Carvana (NYSE: CVNA) shares surged on Thursday, climbing 17% in early hour trading to a new all-time high above $390 at the time of publication, as investors digested a blockbuster second-quarter earnings report and a flurry of analyst upgrades.

Interestingly, the move fully erases the company’s historic 99% drawdown from its December 2022 low, marking an extraordinary 10,000% recovery over the past two and a half years.
The online used-car retailer reported second-quarter revenue of $4.84 billion, a 42% year-over-year increase, and earnings per share that exceeded Wall Street expectations.
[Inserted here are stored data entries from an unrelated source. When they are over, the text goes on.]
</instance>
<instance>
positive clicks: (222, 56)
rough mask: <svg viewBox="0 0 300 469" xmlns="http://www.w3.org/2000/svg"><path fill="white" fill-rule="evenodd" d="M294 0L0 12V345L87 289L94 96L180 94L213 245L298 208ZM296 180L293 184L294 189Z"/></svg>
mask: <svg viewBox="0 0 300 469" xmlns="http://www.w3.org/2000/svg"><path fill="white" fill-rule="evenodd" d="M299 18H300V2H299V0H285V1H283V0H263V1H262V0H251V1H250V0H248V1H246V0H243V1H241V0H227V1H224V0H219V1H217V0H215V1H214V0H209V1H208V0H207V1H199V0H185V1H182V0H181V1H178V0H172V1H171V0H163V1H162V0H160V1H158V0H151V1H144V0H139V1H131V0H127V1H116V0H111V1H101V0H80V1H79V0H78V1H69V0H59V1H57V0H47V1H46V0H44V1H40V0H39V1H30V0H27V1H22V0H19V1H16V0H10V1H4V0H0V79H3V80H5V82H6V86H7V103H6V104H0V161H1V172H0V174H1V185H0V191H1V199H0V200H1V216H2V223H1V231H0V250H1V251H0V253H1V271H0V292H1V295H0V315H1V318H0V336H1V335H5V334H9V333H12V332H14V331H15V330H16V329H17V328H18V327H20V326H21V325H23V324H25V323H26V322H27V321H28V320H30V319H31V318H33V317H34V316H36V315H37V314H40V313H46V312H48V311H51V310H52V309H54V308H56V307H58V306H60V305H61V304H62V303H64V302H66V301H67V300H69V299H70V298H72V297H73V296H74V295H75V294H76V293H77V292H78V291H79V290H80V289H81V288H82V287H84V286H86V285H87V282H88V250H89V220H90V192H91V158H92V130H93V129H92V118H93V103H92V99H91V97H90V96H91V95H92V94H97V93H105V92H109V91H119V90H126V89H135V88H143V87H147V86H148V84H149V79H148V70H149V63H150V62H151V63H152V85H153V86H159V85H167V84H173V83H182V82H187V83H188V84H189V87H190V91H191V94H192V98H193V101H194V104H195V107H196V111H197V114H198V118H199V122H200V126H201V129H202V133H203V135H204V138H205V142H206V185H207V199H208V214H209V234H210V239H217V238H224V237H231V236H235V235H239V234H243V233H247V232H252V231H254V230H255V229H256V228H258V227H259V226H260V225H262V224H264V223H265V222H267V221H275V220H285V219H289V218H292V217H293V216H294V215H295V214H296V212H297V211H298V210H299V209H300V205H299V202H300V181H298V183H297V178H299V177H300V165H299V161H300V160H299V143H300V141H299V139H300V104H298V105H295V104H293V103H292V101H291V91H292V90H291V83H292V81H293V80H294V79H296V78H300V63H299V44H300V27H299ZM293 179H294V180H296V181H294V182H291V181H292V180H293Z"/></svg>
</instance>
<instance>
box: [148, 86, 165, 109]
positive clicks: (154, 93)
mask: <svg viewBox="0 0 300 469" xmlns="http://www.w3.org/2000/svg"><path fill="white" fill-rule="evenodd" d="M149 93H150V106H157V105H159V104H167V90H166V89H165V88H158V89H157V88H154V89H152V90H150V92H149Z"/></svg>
According to JMP Securities, revenue and EBITDA beat consensus by 6% and 9%, respectively, underscoring the company’s improved operational efficiency and expanding market reach.
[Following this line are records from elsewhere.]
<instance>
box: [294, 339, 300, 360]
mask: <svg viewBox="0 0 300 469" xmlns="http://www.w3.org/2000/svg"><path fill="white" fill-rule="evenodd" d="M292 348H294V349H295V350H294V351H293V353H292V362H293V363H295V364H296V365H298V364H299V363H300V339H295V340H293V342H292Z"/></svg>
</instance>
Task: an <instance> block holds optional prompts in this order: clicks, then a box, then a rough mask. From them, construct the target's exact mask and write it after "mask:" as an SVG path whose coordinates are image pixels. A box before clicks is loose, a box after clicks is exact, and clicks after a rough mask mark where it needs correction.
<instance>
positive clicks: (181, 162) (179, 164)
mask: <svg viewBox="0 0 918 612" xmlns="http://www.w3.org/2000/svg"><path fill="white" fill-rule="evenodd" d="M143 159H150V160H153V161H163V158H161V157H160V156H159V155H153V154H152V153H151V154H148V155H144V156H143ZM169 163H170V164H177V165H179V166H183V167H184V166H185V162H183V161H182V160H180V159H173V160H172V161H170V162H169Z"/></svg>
Wall Street raises price targets
Carvana’s results prompted multiple research firms to raise their outlook for Carvana. Needham & Company hiked its price target to $500 from $340 while maintaining a Buy rating, calling Carvana the “best large-cap, profitable growth story” in its coverage universe. The firm cited Carvana’s “unique and best-in-class model” in a fragmented market, noting significant room for market share gains.
Needham’s new target is based on a blended valuation approach, including a 35x multiple of its 2027 estimated adjusted EBITDA, which it says is in line with the company’s near-term growth trajectory.
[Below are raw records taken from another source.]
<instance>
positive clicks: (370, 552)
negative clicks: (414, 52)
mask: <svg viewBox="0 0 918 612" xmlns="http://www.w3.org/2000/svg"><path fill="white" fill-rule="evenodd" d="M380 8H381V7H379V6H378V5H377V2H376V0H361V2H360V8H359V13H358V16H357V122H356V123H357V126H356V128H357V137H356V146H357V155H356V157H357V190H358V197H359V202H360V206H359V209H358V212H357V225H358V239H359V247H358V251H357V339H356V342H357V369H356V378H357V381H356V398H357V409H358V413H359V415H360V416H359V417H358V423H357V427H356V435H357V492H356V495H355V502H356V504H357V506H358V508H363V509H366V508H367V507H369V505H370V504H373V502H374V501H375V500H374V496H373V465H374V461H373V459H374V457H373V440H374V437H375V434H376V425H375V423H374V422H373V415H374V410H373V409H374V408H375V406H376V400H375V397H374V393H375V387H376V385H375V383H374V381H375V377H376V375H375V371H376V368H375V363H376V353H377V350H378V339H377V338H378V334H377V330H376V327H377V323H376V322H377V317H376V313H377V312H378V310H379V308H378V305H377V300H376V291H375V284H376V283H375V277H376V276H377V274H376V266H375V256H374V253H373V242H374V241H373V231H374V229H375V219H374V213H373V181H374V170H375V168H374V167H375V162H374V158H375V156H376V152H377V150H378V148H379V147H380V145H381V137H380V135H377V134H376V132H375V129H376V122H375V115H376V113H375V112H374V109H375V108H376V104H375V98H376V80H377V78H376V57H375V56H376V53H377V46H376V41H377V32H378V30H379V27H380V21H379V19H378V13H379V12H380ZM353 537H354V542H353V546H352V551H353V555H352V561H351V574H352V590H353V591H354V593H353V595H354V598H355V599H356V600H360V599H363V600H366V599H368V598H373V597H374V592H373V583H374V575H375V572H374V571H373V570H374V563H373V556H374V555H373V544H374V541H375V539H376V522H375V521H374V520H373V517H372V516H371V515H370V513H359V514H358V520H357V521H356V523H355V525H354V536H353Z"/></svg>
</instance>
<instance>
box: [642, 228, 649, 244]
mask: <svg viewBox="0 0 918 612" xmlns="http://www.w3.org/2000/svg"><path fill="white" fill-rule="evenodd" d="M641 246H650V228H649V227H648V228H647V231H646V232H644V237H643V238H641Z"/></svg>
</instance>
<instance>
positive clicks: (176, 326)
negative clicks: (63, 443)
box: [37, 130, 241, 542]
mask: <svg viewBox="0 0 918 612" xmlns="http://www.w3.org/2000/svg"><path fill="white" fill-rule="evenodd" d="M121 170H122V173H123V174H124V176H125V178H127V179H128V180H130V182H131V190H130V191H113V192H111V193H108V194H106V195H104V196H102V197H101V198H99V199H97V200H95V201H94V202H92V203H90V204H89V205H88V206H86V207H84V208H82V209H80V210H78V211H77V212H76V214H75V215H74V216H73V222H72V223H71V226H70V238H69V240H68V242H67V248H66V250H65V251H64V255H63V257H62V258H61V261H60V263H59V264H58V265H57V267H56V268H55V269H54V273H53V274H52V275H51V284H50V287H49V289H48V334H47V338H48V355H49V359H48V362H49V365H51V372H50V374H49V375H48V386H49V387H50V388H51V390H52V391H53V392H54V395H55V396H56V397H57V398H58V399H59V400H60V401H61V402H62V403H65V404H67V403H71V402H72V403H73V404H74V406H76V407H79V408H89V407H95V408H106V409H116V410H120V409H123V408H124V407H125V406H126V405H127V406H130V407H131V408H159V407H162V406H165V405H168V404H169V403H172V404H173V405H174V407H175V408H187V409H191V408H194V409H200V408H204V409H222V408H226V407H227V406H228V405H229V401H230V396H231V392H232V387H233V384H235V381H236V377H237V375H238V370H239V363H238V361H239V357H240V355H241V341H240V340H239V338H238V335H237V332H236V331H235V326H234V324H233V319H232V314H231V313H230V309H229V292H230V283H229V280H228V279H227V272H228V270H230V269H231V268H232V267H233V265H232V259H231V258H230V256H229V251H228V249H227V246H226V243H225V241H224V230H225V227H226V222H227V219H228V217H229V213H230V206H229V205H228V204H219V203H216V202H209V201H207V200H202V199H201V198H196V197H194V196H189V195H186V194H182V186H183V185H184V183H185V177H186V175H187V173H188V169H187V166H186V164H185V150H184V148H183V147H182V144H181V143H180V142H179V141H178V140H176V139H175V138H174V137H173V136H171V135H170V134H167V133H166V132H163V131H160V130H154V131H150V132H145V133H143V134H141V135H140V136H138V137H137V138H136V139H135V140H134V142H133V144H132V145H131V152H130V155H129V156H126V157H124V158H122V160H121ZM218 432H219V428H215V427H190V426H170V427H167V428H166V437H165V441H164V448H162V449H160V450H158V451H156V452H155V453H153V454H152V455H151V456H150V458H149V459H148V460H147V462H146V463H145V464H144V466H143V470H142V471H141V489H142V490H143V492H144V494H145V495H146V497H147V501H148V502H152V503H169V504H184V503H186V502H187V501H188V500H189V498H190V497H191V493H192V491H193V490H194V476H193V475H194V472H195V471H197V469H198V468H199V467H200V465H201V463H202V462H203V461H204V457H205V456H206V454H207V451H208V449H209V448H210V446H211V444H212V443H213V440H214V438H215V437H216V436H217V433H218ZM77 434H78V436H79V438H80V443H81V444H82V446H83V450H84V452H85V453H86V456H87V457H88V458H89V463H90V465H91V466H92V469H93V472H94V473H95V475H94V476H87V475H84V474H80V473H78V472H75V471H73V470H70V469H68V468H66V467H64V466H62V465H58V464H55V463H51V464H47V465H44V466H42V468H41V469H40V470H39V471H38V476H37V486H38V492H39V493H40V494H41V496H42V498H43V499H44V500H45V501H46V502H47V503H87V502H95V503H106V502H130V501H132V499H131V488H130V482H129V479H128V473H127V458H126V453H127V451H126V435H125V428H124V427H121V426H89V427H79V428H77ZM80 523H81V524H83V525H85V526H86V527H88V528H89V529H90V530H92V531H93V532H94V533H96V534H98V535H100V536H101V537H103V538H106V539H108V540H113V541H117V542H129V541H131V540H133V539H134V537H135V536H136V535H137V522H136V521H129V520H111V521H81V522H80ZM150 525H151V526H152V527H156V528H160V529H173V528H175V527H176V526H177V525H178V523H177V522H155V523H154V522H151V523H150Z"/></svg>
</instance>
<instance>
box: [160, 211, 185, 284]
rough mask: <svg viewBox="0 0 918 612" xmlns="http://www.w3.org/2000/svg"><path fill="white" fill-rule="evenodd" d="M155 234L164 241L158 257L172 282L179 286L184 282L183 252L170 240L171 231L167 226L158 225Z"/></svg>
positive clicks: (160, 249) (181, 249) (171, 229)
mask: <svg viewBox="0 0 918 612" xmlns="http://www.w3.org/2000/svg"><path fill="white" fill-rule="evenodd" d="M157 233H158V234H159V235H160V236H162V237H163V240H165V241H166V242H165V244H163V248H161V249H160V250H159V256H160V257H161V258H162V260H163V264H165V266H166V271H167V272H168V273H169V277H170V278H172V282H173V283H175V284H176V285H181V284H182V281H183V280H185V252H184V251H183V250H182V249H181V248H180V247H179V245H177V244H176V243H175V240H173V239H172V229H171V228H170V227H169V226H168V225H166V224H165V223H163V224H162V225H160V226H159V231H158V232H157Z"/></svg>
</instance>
JMP Securities also raised its target to $460 from $440, maintaining a Market Outperform rating, while BTIG lifted its target to $450 from $395, highlighting Carvana’s strong margins and outperformance in retail gross profit per unit and operating expenses.
CVNA’s recovery
The rally cements Carvana’s remarkable turnaround story. After plunging 99% to a low in late 2022 amid liquidity concerns and a broader collapse in high-growth stocks, the company has not only stabilized but surged to record highs, buoyed by aggressive cost-cutting, improved profitability, and strengthening investor confidence in its long-term growth strategy.
With analysts now setting targets as high as $500, Carvana’s second-quarter results have reignited bullish sentiment, positioning the company as one of the most compelling recovery stories in the large-cap growth space.